The G20 on Friday expressed concern about the possibility that "the weakening" of advanced economies will "feed each other" and result in a further slowdown in global growth.
"We recognize the risk that growth could deteriorate if the weakening in key economies feed off each other," Taro Aso, Japan's Economy Minister, told a news conference at the end of the group's meeting held within the framework of the Spring meeting of the International Monetary Fund (IMF) and the World Bank, held in the US capital.
Aso said that the outlook points to a "rebound" of the world economy in the second half of the year, although nuanced that the risks are "biased to the downside".
He welcomed, in this regard, the relaxation of financial conditions following the recent decision of the Federal Reserve (Fed) to press the pause button in its process of gradual monetary adjustment.
As an example of the risks, Aso mentioned the commercial tensions between the United States and China, the doubts about the outcome of the departure of the United Kingdom from the European Union and the high level of global indebtedness.

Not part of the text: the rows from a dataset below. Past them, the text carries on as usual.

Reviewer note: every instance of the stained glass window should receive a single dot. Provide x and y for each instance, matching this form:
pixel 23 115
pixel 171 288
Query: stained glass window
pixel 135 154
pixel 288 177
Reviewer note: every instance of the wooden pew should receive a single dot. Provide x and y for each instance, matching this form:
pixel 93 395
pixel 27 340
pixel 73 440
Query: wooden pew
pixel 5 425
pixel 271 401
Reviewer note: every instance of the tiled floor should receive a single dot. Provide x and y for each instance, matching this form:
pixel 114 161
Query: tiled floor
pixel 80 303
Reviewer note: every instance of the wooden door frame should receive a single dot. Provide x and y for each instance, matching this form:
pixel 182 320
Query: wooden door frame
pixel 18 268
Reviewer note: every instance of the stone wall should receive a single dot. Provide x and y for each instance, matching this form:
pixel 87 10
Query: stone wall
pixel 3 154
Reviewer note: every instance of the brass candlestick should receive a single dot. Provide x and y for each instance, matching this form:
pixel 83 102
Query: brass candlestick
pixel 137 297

"We must be alert to possible escalations of trade tensions, geopolitical risks and a sudden adjustment of financial conditions," said the Japanese minister.

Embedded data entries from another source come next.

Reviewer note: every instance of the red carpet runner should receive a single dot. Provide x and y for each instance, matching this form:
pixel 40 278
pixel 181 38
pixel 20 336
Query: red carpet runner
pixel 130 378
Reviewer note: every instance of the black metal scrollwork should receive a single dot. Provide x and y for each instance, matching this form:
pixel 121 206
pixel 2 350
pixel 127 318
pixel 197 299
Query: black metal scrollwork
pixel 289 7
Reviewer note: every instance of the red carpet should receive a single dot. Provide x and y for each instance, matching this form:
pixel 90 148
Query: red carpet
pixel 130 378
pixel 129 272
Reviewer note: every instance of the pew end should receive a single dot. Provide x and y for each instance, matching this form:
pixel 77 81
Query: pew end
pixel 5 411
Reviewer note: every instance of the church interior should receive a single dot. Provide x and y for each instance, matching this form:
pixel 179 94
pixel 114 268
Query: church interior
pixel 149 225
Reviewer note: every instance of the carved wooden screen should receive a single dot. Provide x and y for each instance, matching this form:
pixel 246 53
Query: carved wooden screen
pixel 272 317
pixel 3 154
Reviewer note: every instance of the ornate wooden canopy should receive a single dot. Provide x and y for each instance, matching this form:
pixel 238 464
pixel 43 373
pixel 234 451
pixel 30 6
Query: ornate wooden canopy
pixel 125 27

Japan holds the presidency of the G20 this year.
During the week, the IMF presented its new projections for global growth, which fell to 3.3%, two tenths less than predicted in January, due to the increase in global uncertainty.
The managing director of the institution, Christine Lagarde, stressed that the global economy is experiencing "a delicate moment" and the expected recovery is "precarious".
Lagarde described as "self-inflicted wounds" the imposition of tariffs, unleashed by the aggressive protectionism of US President Donald Trump against China and to which the Asian country has responded with similar measures.
The G20 groups the main advanced and developing economies, accounting for 90% of the economy and two thirds of the world's population.